Improving your Bench Microtome Page 3
Fix 2 - The Microtome Surface
The surface of the microtome consists of a coating that's likely to snag
a cutting tool. In time, it will become scratched - increasing the problems involved with obtaining perfect hand-cut
Ideally, the microtome would be greatly improved (but so would the cost) by having a round glass plate surface.
We can in fact modify the microtome to achieve the next thing. If you look at the image below, you will quickly
see the solution.
We are going to glue two glass specimen slides to the microtome surface.
You must make sure a tiny clearance of the chuck is preserved (A) when attaching the slides. This will ensure the chuck and the wax block, when fitted for
sectioning, does not snag the glass slides.
It is important to make sure you do not
use a permanent glue!
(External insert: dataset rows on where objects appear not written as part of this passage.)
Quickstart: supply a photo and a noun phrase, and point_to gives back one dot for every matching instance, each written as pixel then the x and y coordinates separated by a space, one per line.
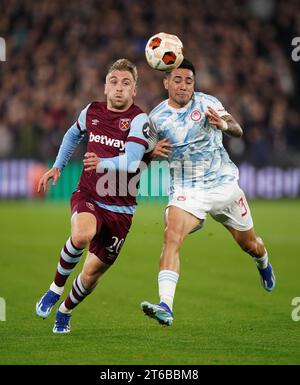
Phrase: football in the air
pixel 164 52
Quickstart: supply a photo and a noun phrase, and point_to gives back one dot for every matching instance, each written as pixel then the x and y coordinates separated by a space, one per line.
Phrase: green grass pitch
pixel 222 315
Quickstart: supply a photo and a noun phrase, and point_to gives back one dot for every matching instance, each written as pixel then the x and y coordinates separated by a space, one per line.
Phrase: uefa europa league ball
pixel 164 52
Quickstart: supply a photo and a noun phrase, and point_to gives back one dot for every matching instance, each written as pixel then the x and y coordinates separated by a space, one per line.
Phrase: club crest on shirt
pixel 90 206
pixel 196 115
pixel 124 124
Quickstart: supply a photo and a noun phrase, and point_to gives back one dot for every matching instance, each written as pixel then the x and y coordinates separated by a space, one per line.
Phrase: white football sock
pixel 57 289
pixel 262 262
pixel 167 281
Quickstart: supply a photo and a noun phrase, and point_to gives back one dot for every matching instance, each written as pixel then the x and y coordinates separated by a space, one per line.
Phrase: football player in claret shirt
pixel 118 136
At some point, the glass might break and you will have a major problem trying to replace
the broken slide. I used a contact adhesive (Evostick) but instead of applying it to both surfaces as advised,
I simply applied it to the microtome surface only at (B) and then pressed the slide onto it. In practice, when sectioning, quite a bit of water
comes into contact with the glass and microtome surface. In a short time the temporary glue bond breaks and the
glass slides start to come free. This happens quite quickly even after one or two sessions... but it is a preferable
situation. It is quite easy to re-glue the glass slides back on after every one or two sessions of sectioning.
The glass slides act as frictionless (well almost) runners on which your
cutting tool will slide smoothly and evenly towards the wax block. Once the glass slides are in position - it will
no-longer be possible to use a sectioning razor (a poor cutting tool anyway) for hand sectioning. A razor will tend to dip in the middle where there is a space between
the glass slides - and thus no support - causing your sections to be
non-uniform in thickness.
In doing this fix to the microtome, we are preparing it for use with a
plane iron as the cutting tool - as described in part
1 of this project and later parts of the hand-sectioning project.
The picture below shows my microtome set up ready for use. The glass slides
are now glued in place. You should be wary of catching your hands on those
glass corners jutting out from the rim of the microtome!
When setting up the modified microtome, the glass slides will be positioned towards
you... that is - they will form two runners with their short ends directly in front of you. When you look down
at the microtome and you sit in front of it - the slides will appear like the two verticals of the number '11'
and will not appear as the horizontal '='
These two improvements, simple though they may seem, will help ensure you achieve perfect hand cut sections from
wax embedded blocks. In later sections of this project, I will be using a modified bench microtome, just like this,
to show you the rest of the process.